As a young kid, if I saw an elderly person taking a nap or, worse yet, watching the evening news, I’d thank the ignorance of youth for not being that person.  I vowed that when I grew up, I’d be driving around in my car, going places and doing things.  I simply couldn’t understand why anyone would choose to watch the news when they could switch the channel and experience the wonders of the Lone Ranger, who with his faithful sidekick, Tonto, would right wrongs throughout the old West.  Or instead of sitting on the front porch drinking iced tea after dark, why not get up and catch lightning bugs, or lie down in a field of grass, chocked full of chiggers, and marvel at the millions of stars strewn through the night sky.  By the way, where are all the stars that used to be in the sky?

Getting old was something a lifetime away and therefore unimportant to me.  Instead, I spent the days of my youth discovering the wonders of the world; I had no time to consider the complexities of old age.  For me, those early life lessons were important and necessary.  I learned that if you could shoot through the stalk of a weed at twenty paces with your Crossman air rifle, and your friends saw you do it, you were forever-after known as a deadliest shot in the neighborhood.  I learned that if you found a pair of scissors and you asked your sister, she’d let you cut off all her hair.  I learned that with a screwdriver, you could take most anything apart, and I learned you should never put Ben Gay on a burn. 

Being a kid means you’re temporarily spared the worry of old age, which, in my view, at that time, was about forty.  But at fifty, old age is my next door neighbor and he’s looking for a roommate.  All the innocence of youth is gone, replaced by the anxiety of what’s coming next.  The things I once deemed as important—for example, the best stereo money can buy—don’t seem that important, now.  Now, I’m just thankful I can still hear someone call my name.

When I think about it, maybe the reason I can’t see my parents getting any older is because the gap between their age and mine has remained constant.  As I see my mom and dad march toward their eighties, I’m in lock-step right behind them.  To me, no matter how old they get, they will always be the two people who took care of me and saw to it that I survived to be a man.  My mom and dad will never be old—not to me—no matter how old they get. 

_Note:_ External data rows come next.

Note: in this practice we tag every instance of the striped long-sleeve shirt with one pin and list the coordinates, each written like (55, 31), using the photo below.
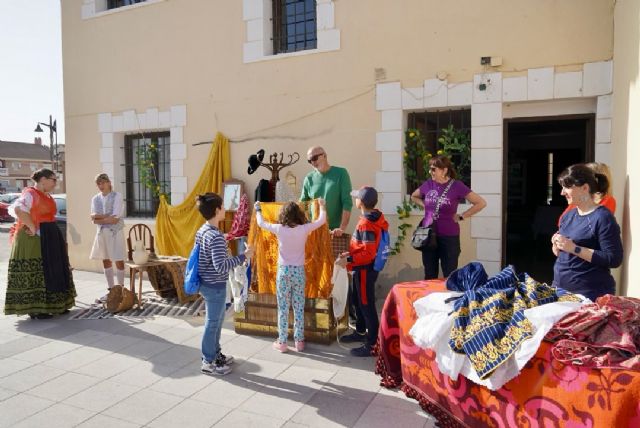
(214, 262)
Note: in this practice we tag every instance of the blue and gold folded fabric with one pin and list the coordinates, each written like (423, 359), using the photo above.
(489, 322)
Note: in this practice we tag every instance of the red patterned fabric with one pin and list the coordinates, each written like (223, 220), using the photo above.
(547, 393)
(603, 334)
(241, 220)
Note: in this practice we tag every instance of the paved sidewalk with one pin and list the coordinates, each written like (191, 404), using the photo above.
(133, 373)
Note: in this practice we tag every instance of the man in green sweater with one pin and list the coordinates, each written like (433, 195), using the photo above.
(331, 183)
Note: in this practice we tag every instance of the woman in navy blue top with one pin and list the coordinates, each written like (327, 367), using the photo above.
(588, 243)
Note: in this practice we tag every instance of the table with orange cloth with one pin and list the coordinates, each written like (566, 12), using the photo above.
(546, 393)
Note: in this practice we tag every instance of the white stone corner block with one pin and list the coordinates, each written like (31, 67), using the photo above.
(486, 159)
(489, 249)
(107, 139)
(603, 130)
(117, 123)
(603, 109)
(435, 93)
(388, 181)
(178, 151)
(177, 167)
(104, 122)
(514, 89)
(130, 121)
(389, 141)
(603, 153)
(493, 87)
(179, 115)
(489, 182)
(175, 136)
(412, 98)
(178, 184)
(388, 96)
(540, 83)
(391, 161)
(252, 51)
(568, 85)
(486, 114)
(459, 94)
(329, 40)
(177, 197)
(106, 155)
(325, 13)
(389, 201)
(152, 118)
(164, 119)
(255, 30)
(252, 9)
(391, 120)
(486, 227)
(598, 78)
(486, 137)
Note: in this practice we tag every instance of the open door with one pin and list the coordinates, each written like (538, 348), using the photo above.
(537, 150)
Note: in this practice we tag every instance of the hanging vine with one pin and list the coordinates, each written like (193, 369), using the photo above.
(147, 161)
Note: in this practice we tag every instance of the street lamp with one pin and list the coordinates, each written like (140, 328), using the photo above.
(53, 150)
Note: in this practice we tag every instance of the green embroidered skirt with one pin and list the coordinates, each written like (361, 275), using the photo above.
(27, 291)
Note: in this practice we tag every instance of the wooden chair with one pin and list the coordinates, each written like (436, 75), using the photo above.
(140, 232)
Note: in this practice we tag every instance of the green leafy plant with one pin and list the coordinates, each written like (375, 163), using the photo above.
(147, 162)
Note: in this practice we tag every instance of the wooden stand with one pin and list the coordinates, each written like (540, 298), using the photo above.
(260, 318)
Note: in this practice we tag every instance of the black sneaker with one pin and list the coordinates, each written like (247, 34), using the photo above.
(224, 359)
(353, 337)
(363, 351)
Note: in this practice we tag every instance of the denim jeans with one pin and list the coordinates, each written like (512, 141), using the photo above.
(446, 253)
(214, 299)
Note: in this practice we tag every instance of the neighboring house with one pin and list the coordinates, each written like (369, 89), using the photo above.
(353, 76)
(19, 160)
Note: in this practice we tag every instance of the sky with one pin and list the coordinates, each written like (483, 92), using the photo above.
(30, 69)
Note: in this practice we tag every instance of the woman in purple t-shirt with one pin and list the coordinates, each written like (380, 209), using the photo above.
(446, 224)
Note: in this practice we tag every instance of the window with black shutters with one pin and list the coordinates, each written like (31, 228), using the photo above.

As someone closing in on old age, I’m discovering that the elderly aren’t used up individuals.  They may be physically breaking down, but there’s a wealth of knowledge and experience within every one of them that could, in many instances, help bypass the growing pains of youth, if only the youth would listen.  We only get a short time to make our mark on the world, for life truly is a fleeting moment in the stream of time.  Hopefully, after the river of my life has run its course, I’ll leave the world a little better than I found it.

That’s all I have to say about getting older.  If I close now, I can get in a quick nap before the evening news starts.